Selon le Conseiller Technique, Issa SORGHO, représentant le Directeur de Cabinet du Ministre de l’Agriculture et des Aménagements Hydrauliques, le PGCAN vise d’une part, à garantir l’efficacité, l’efficience et l’impact des interventions en matière de sécurité alimentaire et nutritionnelle et d’autre part, à respecter les engagements du Burkina Faso vis à vis des différents accords qu'il a signés. Pour Dr Lamourdia THIOMBIANO, le PGCAN dans ses missions va permettre de prévenir et gérer les crises alimentaires, de réduire le nombre de personnes vulnérables à l’insécurité alimentaire et d’améliorer les revenus des personnes vulnérables surtout en termes de main d’œuvre à haute intensité puis de rendre performants les indicateurs d’amélioration du stock de céréales pour prévenir les crises.
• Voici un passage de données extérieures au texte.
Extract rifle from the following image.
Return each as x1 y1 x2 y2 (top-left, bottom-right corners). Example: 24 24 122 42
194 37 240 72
« Le comité a concerné les projets rattachés à ce programme budgétaire et qui travaillent dans le domaine de la résilience à l’insécurité alimentaire, de l’investissement pour la collecte des eaux, le renforcement des capacités productives des personnes touchées par l’insécurité alimentaire et dans l’amélioration de la productivité des personnes vulnérables », a précisé Dr THIOMBIANO. Il s’agit du Projet de renforcement de la résilience à l’insécurité alimentaire (PRRIA) et du Projet de renforcement de la résilience à l’insécurité alimentaire dans le Sahel (P1-P2RS).
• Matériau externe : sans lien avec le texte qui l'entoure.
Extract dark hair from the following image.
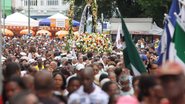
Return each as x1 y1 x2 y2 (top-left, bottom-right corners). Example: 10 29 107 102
6 76 27 90
83 56 88 61
4 62 21 79
102 81 115 92
114 68 122 81
67 77 80 87
87 52 93 60
34 70 54 92
99 74 108 82
53 71 66 90
60 68 71 78
10 91 32 104
138 75 157 100
98 62 104 68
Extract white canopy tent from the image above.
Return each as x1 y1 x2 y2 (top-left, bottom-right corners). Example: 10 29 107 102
48 13 68 19
48 13 68 27
5 12 39 26
149 22 163 35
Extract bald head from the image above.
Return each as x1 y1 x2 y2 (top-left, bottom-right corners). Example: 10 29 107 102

Au cours des réflexions menées, le comité a reformulé trois recommandations. La première, c’est de voir comment sensibiliser les partenaires à l’approche du programme budgétaire à accompagner le comité pour une meilleure planification et réalisation des activités. La deuxième recommandation, c’est comment arriver à impliquer les acteurs de terrain et non étatiques dans la réalisation des activités de ces projets. Pour terminer, le comité a souhaité la poursuite du cadre de dialogue en vue de permettre de répondre aux besoins des personnes vulnérables afin que les résultats obtenus aient un impact sur la réduction des risques d’insécurité alimentaire.
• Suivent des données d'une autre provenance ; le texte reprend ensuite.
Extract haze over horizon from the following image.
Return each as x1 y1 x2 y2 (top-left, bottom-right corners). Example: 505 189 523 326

Au terme de cette session, le comité s’est dit satisfait des échanges et des décisions retenues. Le Conseiller technique, Issa SORGHO, a souligné dans son mot de clôture que la session a permis de confiner la pertinence de la mise en place d’un comité de revue des programmes budgétaires. En outre, il a laissé entendre qu’il a favorisé une synergie d’action par la coordination des différents projets et programmes intervenant sur la problématique de la résilience à l’insécurité alimentaire.